Dowd says she was on her way home, driving by Herring Run Park when she saw, “a big blue pickup truck and people frantically moving around it - dumping.”   She pulled over, ran down the trail, snapped photos with her phone, and confronted the people dumping. 

She says she yelled, “You can’t do this!”

But they told her, “We made a mistake. We didn’t know it was a park. We thought it was just the woods”. 

Dowd says she told them, “That doesn’t make a difference. You can’t dump.  There’s a dump a mile down the road.’”  She called 911.  The people started picking up the debris they had taken off the truck – ceiling tiles, chairs, doors, and putting it back on the pickup, getting ready to leave.   But then, the truck got stuck in the mud.

When police arrived, she says, they told her they couldn’t make an arrest or issue a citation because they were in a park. Dowd refers to the incident as “a fiasco.”

“We caught them in the act and nobody knew what to do about it.” Dowd called an army of volunteers and members of the board for the Friends of Herring Run Park, desperately trying to find a different law enforcement official who could help. 

The Maryland General Assembly passed a law last year that allows law enforcement officers to put points on people’s driver’s licenses if they’re caught dumping illegally. But Senator Lisa Gladden, one of the sponsors of the bill, says law enforcement agencies are still unclear of the protocol.

 “We need to make sure what is on the books has been used effectively,” she says. “And I’m not sure right now that the actual dumping legislation turned into law has been helpful.”

Eventually, a housing code enforcement official arrived at Herring Run Park and handed out citations that could lead to 30 day jail sentences and fines up to $1,500.

Jason Hessler, with Baltimore Housing Code Enforcement, says it’s usually very difficult to catch someone in the act of dumping.  In this case, there were witnesses, besides Dowd.    And of course there were photos. 

Hessler says his department was able to get 63 criminal convictions for illegal dumping last year, not because citizen activists caught anyone, but because the department has “digital video cameras that are solar powered and motion detected and we actually capture people on film – dumping.”
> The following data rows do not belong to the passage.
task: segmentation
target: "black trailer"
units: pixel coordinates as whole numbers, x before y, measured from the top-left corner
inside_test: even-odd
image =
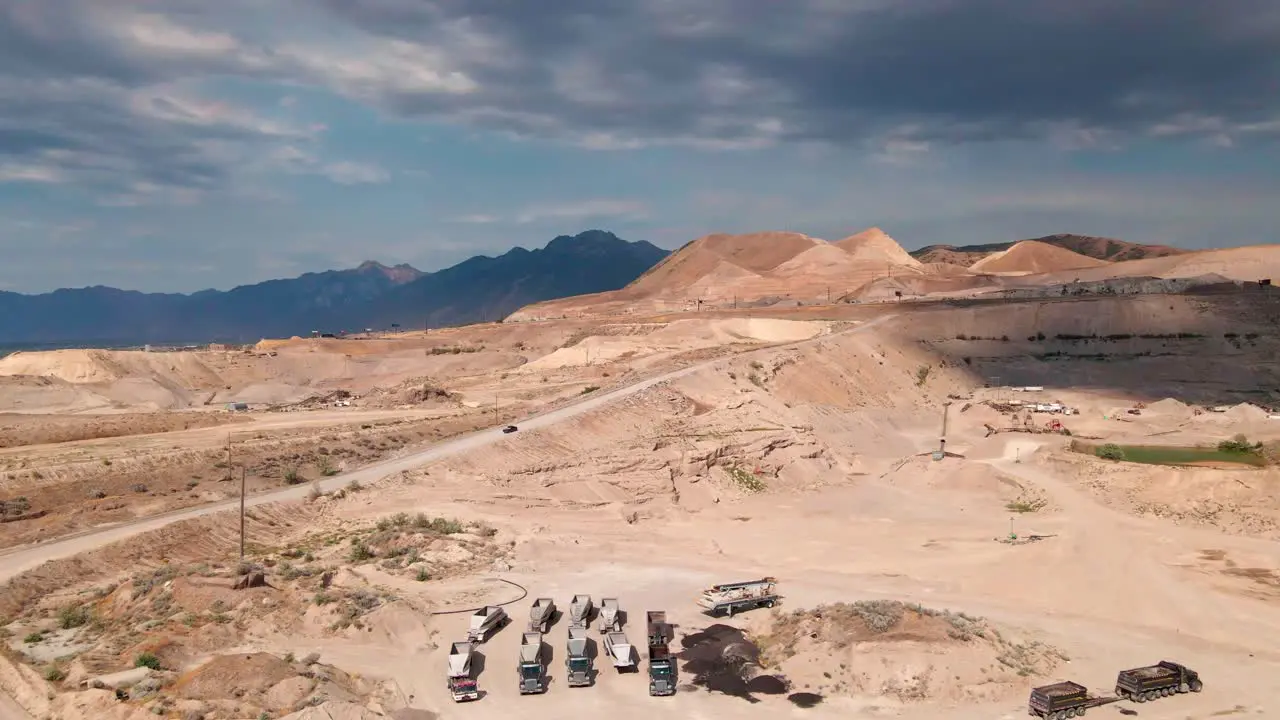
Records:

Hessler says there are about fifty “hotspots” or very common places where people dump debris.  The video cameras are set up at those locations and he sends out inspectors to check those cameras frequently.  When you’re caught illegally dumping, you could go to jail, you could be fined, or you could get points on your driver’s license – it all depends on how things go in housing court, which has jurisdiction over these cases.  And it depends on how much what you’re dumping weighs.  But, Hessler, says, the minimum is a citation.